November 30, 2009

Sunrise Target

I heard the first chime of the alarm and stumbled in the dark of my in-law’s house to the room next door. I shook my peacefully slumbering daughter. “Were you serious about this? We’re leaving in ten minutes.”

Did you ever plan something that seemed like a good/fun/adventurous idea at the time, then once you were in it, realized “Never again!”

At 5:00 a.m., the day after Thanksgiving, I (along with my husband, daughter and niece) entered our first—and probably last—Black Friday experience.

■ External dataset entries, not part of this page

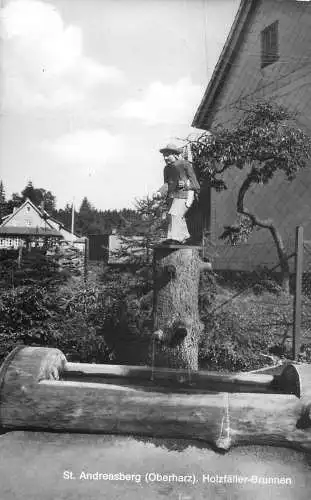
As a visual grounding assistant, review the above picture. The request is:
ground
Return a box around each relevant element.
[0,432,311,500]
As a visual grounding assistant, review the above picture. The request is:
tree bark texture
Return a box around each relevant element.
[153,246,203,370]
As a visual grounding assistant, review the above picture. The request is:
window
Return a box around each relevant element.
[261,21,279,68]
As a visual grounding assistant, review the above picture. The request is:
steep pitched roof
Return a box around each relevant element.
[192,0,260,128]
[0,226,62,238]
[192,0,311,129]
[0,198,54,229]
[0,198,76,236]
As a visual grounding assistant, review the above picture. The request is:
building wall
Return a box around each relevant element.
[204,0,311,270]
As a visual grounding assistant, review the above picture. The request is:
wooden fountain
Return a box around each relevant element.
[0,346,311,452]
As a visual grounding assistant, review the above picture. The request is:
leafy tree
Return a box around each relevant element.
[116,196,165,265]
[191,101,311,292]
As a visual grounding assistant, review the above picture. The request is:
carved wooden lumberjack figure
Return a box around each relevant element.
[156,144,200,244]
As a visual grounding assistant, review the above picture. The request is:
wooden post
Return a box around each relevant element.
[293,226,303,360]
[84,236,90,282]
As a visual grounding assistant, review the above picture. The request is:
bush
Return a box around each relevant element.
[199,310,272,371]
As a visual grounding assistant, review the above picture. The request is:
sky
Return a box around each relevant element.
[0,0,239,210]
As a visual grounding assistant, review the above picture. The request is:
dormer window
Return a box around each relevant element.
[261,21,279,68]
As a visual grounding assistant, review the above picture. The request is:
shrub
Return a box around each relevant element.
[199,304,272,371]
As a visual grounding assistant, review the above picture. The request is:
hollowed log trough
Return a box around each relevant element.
[0,347,311,453]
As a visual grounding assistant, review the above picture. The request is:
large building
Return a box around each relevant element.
[193,0,311,270]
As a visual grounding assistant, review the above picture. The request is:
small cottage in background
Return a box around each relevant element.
[193,0,311,271]
[0,199,80,250]
[0,199,88,274]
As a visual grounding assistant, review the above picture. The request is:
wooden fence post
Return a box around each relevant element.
[84,236,90,283]
[293,226,303,360]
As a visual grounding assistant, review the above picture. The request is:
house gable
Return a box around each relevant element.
[193,0,311,130]
[1,199,52,229]
[193,0,311,270]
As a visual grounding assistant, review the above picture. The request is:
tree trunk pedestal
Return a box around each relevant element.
[153,245,208,370]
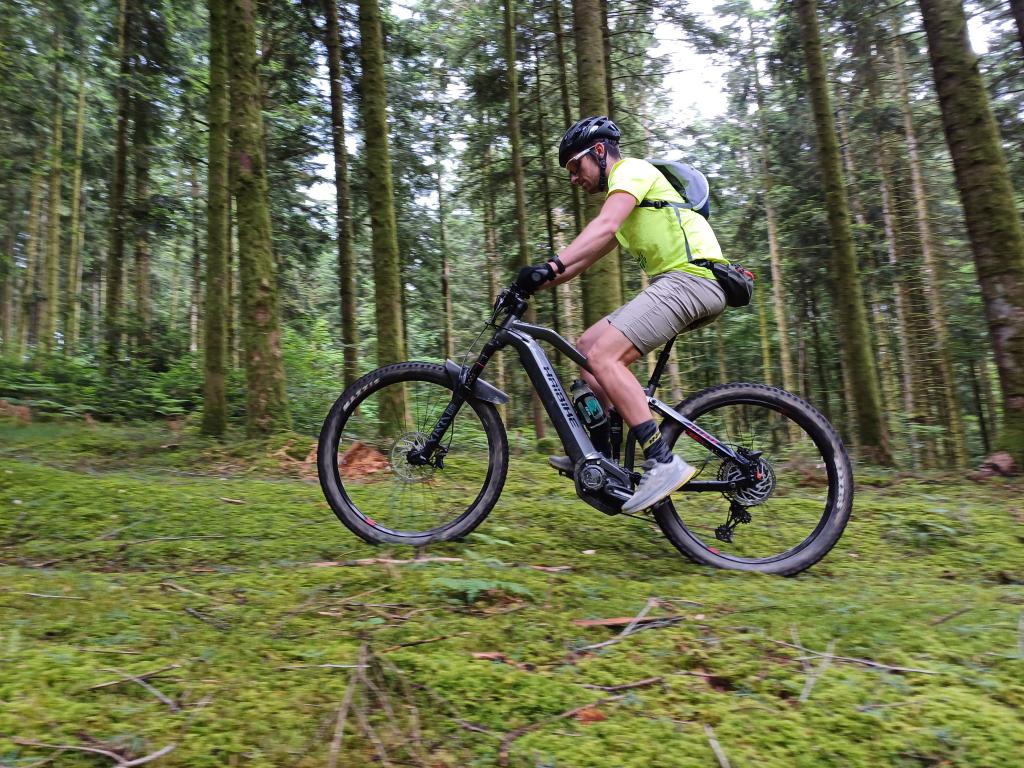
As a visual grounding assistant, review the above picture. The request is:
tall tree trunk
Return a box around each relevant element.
[63,68,85,356]
[751,36,797,392]
[324,0,359,386]
[359,0,406,434]
[534,43,564,370]
[0,186,19,355]
[103,0,131,366]
[505,0,545,437]
[226,0,292,436]
[188,163,202,356]
[132,81,153,358]
[37,49,63,354]
[551,0,583,236]
[572,0,623,327]
[920,0,1024,462]
[892,27,966,467]
[15,161,44,360]
[1010,0,1024,54]
[798,0,892,465]
[197,0,231,437]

It was my daughter's idea to go in the first place. All the family gathered at my in-laws’ thought she was crazy, but I agreed to join her, as did her cousin and surprisingly my husband as well. We scoured the circulars and picked Target as our first stop. I’m not a morning person and not much of a shopper, but I do love Tar-jhay. Plus, they advertised a keyboard I’d had my eye on for my daughter at 50% off. I figured it’d be fun.

Well…it was lots of things. Fun wasn’t one of them.

Observation #1: Early bird gets the plasma screen. Only the amateurs show up at 5:30 a.m. when the doors open at 5:00 (As we learned later, the real pros started lining up at 2 a.m.) By the time we arrived, the parking lot was completely full. People were already leaving the store, carts overflowing with big ticket items. The place radiated an aura of survival of the fittest.

Observation #2: Be prepared to be completely overwhelmed. I have never seen so many people in a store for any reason. Like ruthless hunters, thousands upon thousands of shoppers filled the aisles, sights laser-focused on prized door-buster kills. The check out line snaked through the ENTIRE store—through housewares…grocery…electronics… boys’…shoes…women’s…and lingerie. I started counting, but eventually gave up at about 250. I guess over 750 people waited in line!

Observation #3: Don’t give up too quickly. I struggled to navigate the aisles as the crush of people, carts and stuff impeded my progress. I finally made it to the music department in search of the keyboard. A shelf tag announced I’d found the right place. A bare spot told me I was too late. Feeling defeated and claustrophobic, I said aloud, “I’ve gotta get out of here!” Problem was I’d lost my family almost as soon as we entered the store.

Eventually I found my daughter and niece. They looked as shell shocked as I felt. As we formulated our exit strategy, my phone rang. “I found the keyboard and am waiting in line,” my husband announced.

“Where’d you find it,” I asked.

“In the boys department. Of course. Why didn’t I think of that? “Can you find me a cart? It’s getting really heavy.”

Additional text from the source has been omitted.